The cost? A US-A'jad agreement will probably kill the Iranian democracy movement for the time being. That's the biggest incentive for Ahmadinejad. It will not stop Iran's road to nukes. The US will promise to keep Israel from attacking Iranian nukes, a difficult but not impossible task. Such an agreement may in fact facilitate Iran's eagerness for nuclear weapons. The Gulf will therefore be bristling with anti-missile systems, both naval Aegis ships, and US anti-missile systems in Saudi Arabia, the Gulf States, Jordan, Israel, Kuwait, and Iraq (where US troops presumably have those already).
This administration has only carrots for Iran, no sticks. All its sticks are for Israel, as Obama has shown by putting up the fake Soros front J-Street, which claims to speak for American Jews. It's just another Stalinoid front group, like all the other ones that Soros and the Left routinely use. J-Street is all set to celebrate a great victory if a US-Iran agreement is announced -- regardless of its reality.
Obama will not stop Iran's race to dominate the Middle East But it may postpone the day of reckoning, as Madeleine Albright did for the Clinton Administration.
Only Republican presidents act decisively in foreign affairs.

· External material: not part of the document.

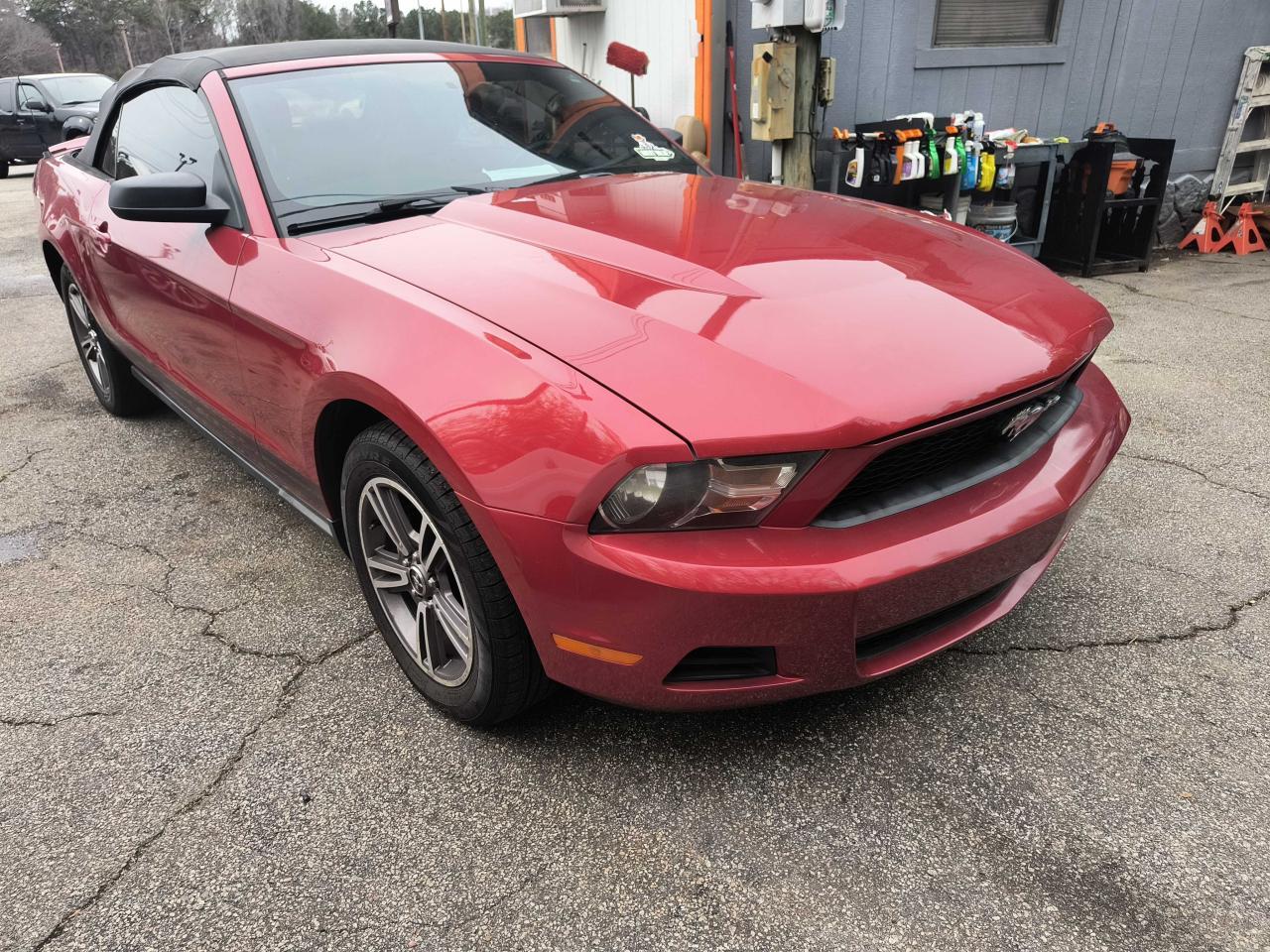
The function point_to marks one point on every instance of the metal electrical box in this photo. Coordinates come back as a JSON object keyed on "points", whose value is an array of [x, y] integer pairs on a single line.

Democrats since Carter practice appeasement. By avoiding the problems, Democrats essentially force Republicans to clean up their messes. Or, in the case of 9/11, they hope that any military crises will happen in some other administration.
Obama may turn his attention to Israel and the Palestinians, trying to force at least a PR agreement to bolster his own reelection prospects. We know how he thinks about the Middle East. As far as Obama is concerned, Iran is just a "distraction," to be appeased while this administration goes for a breakthrough on Israel. It suits Obama's grandiosity to finally "solve" a problem that may not have a permanent, stable solution.
All this looks like a replay of Carter and Clinton.